La place des femmes et des jeunes dans les entreprises est en constante évolution. Leur impact positif est de plus en plus reconnu. Pensez-vous que c’est une tendance qui a vocation à perdurer ? Une tendance à encourager ?
De manière générale, la finance est un milieu masculin. Sincèrement, c’est un concours de circonstances qui m’a fait atterrir dans la finance. En effet, ma formation est l’une des avantages, j’ai été recrutée dans une institution financière et je me suis découverte une passion pour ce domaine.
Je reviens à la question pour dire que pour les femmes, c’est une évolution à encourager car elle mène vers la responsabilité. Et pour les jeunes, elle est dans la trajectoire de l’évolution.
Enfin quel regard portez-vous sur la culture financière surtout mauritanienne ?
Malheureusement, elle fait défaut chez les jeunes et les femmes pour ne pas dire dans une grande partie de la population.
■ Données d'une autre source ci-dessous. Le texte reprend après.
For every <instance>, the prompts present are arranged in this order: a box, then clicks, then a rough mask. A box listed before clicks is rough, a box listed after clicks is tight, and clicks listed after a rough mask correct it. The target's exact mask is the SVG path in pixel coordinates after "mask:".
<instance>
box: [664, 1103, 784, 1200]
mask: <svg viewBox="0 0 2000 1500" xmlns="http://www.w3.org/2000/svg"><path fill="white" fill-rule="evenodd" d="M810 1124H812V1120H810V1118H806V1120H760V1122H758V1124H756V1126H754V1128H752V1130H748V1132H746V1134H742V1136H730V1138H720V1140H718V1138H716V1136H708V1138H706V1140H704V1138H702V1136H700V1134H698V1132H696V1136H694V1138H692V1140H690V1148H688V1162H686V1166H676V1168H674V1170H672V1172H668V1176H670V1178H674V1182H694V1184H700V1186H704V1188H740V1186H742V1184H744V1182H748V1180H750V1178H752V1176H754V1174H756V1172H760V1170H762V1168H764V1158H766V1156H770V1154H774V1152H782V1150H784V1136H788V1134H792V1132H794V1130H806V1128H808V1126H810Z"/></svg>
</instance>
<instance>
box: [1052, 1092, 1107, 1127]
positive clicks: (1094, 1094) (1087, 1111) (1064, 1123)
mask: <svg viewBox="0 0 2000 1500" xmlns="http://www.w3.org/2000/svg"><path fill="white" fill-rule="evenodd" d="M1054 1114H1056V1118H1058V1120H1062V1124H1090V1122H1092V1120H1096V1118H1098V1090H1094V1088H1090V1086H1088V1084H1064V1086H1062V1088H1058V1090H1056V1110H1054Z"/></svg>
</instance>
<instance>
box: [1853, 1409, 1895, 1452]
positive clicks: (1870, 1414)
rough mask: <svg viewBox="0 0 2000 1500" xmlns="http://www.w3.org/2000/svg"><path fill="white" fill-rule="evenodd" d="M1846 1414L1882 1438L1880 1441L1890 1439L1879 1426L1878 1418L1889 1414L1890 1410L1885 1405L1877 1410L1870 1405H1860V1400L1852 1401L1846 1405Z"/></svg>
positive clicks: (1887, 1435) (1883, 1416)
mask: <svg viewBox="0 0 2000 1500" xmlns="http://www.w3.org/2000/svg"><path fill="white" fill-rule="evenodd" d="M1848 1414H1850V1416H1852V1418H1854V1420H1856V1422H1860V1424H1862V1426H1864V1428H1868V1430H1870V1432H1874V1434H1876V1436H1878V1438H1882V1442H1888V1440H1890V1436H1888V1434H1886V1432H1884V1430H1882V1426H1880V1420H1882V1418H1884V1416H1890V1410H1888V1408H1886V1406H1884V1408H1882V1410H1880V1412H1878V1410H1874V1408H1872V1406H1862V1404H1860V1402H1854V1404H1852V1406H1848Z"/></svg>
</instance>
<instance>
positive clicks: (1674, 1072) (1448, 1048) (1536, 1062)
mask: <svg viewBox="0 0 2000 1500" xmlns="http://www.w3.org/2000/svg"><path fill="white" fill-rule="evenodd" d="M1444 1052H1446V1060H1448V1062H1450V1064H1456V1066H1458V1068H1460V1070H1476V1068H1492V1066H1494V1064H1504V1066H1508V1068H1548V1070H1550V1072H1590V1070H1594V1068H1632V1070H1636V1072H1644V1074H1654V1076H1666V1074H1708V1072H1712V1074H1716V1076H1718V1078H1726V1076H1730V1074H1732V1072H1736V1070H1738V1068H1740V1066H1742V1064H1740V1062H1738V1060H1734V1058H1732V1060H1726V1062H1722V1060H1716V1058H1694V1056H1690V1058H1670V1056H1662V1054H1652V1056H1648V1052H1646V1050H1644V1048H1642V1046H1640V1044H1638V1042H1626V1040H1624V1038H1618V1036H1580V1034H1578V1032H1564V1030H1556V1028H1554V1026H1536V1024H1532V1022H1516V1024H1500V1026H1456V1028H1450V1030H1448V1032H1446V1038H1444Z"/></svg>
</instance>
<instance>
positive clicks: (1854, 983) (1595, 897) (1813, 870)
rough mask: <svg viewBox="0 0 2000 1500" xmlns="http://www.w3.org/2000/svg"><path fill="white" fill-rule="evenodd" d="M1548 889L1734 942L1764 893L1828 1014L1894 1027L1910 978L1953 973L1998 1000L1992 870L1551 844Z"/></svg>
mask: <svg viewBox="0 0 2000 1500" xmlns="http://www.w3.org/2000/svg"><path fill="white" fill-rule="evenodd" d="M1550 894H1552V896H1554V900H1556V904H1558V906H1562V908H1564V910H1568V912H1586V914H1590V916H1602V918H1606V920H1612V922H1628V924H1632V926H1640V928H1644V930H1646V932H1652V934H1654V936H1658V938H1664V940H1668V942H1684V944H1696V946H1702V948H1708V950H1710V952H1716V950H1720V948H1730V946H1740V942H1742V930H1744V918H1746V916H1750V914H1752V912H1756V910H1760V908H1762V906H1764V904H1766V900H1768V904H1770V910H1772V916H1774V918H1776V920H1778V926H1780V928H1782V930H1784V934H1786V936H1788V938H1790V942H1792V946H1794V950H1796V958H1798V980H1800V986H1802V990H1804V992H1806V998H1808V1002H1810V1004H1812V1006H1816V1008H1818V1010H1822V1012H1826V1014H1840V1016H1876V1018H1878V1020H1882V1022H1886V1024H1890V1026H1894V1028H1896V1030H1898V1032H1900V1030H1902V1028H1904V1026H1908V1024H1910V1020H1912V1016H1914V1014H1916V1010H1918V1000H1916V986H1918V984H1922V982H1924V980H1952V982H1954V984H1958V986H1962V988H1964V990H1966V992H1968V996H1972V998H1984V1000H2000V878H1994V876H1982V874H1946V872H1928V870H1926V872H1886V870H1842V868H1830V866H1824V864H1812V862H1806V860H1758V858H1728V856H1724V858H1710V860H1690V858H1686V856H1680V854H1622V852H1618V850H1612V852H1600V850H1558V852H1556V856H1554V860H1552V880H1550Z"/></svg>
L’absence de l’esprit d’épargne, la mauvaise gestion, les dépenses non contrôlées et inutiles sont les principales entraves du développement économique chez la personne.
Je tiens à dire que la culture de l’épargne et la bonne gestion financière encouragent le développement socio-économique, la création des opportunités d’emploi, et ouvrent les portes de la réussite.